This is the multi-page printable view of this section. Click here to print.

Return to the regular view of this page.

Data management & transfer

How and where to store data on DAIC.

    Data Management Guidelines

    DAIC login and compute nodes have direct access to standard TU Delft network storage, including your personal home folder, group storage, and project storage. It is important to use the correct storage location for your data, as each has different use cases, access rights, and quota limits.

    For example, Project Storage (staff-umbrella) is the recommended location for research data, datasets, and code.
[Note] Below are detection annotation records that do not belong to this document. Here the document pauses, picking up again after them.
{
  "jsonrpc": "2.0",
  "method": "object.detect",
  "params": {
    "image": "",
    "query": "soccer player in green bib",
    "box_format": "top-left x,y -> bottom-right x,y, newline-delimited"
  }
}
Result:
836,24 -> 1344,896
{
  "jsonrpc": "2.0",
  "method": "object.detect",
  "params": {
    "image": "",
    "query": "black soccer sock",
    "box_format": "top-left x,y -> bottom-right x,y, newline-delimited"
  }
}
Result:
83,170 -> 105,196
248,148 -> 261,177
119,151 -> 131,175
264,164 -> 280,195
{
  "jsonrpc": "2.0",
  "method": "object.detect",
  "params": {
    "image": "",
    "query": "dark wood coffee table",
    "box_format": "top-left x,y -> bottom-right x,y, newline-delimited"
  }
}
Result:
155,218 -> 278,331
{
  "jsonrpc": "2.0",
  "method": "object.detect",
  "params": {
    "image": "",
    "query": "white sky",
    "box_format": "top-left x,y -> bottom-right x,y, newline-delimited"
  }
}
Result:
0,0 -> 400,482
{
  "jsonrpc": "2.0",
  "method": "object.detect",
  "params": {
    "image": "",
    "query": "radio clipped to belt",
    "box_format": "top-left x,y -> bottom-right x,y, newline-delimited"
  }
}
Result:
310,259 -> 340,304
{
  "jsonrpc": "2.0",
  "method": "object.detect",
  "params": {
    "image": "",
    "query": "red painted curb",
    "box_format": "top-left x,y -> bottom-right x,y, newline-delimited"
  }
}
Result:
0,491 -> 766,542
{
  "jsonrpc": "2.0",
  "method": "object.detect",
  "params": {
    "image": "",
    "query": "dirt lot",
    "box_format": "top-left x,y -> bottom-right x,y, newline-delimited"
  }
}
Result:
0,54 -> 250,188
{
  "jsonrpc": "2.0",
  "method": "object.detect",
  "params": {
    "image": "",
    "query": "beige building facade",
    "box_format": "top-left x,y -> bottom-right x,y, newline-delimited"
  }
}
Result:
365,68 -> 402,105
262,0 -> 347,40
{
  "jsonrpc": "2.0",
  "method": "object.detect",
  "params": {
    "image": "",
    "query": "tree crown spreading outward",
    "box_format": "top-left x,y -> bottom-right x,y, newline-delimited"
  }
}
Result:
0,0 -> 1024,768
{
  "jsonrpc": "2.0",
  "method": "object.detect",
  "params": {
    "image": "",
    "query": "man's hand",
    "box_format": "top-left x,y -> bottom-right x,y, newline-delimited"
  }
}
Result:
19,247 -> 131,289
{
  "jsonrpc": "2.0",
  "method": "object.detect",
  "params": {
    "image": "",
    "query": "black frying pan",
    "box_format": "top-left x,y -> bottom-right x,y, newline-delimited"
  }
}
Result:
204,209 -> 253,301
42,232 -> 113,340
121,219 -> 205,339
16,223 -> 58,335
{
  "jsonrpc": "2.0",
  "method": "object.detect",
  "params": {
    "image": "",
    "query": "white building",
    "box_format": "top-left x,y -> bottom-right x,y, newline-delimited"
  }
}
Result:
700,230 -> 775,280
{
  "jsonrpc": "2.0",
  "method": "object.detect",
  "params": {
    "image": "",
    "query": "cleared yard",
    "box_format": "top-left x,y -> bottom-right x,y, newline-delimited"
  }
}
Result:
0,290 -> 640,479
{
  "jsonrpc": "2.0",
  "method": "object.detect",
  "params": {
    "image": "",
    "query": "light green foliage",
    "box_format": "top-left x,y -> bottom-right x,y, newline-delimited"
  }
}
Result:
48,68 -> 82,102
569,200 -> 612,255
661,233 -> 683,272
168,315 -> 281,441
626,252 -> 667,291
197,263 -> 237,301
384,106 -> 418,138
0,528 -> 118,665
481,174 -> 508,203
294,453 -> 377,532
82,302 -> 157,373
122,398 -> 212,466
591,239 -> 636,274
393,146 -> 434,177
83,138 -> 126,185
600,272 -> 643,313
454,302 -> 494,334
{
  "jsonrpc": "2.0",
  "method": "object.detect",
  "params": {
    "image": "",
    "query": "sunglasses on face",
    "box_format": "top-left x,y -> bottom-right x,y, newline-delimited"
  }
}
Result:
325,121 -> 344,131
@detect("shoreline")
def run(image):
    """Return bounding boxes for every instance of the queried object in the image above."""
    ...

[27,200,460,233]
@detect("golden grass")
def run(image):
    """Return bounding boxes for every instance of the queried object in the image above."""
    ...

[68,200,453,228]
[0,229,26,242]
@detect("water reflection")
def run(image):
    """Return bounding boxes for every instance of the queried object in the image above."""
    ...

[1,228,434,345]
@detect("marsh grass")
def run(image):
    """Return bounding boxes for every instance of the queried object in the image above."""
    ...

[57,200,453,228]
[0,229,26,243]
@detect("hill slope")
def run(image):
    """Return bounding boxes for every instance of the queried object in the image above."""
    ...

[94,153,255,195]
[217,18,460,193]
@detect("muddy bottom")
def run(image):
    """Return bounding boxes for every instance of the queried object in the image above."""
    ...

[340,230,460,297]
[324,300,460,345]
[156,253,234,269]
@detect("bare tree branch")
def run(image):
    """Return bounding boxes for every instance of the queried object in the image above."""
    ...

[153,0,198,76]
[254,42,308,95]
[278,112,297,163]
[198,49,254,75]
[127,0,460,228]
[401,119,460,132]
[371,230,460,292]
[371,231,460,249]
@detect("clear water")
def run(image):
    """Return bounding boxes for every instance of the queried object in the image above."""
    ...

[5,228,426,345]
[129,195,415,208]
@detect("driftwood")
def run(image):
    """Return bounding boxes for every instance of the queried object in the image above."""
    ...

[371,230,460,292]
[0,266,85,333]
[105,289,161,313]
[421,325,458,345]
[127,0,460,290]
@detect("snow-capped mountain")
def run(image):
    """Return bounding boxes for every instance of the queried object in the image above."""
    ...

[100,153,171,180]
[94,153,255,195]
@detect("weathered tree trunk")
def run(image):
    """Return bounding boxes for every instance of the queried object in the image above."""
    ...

In contrast, staff-bulk is a legacy storage area that is being phased out. For a complete overview of storage types, official guidelines, and quota limits, always consult the TU Delft Overview data storage .

    This page explains the best methods for transferring data to and from these storage locations.

    The most efficient way to download large datasets from external sources (e.g. collaborators or public repositories) is to transfer them directly from your local computer to your TU Delft project storage. This avoids using the DAIC login and compute nodes, which are optimized for computation, not large data transfers, and preduces unnecessary load on the internal network.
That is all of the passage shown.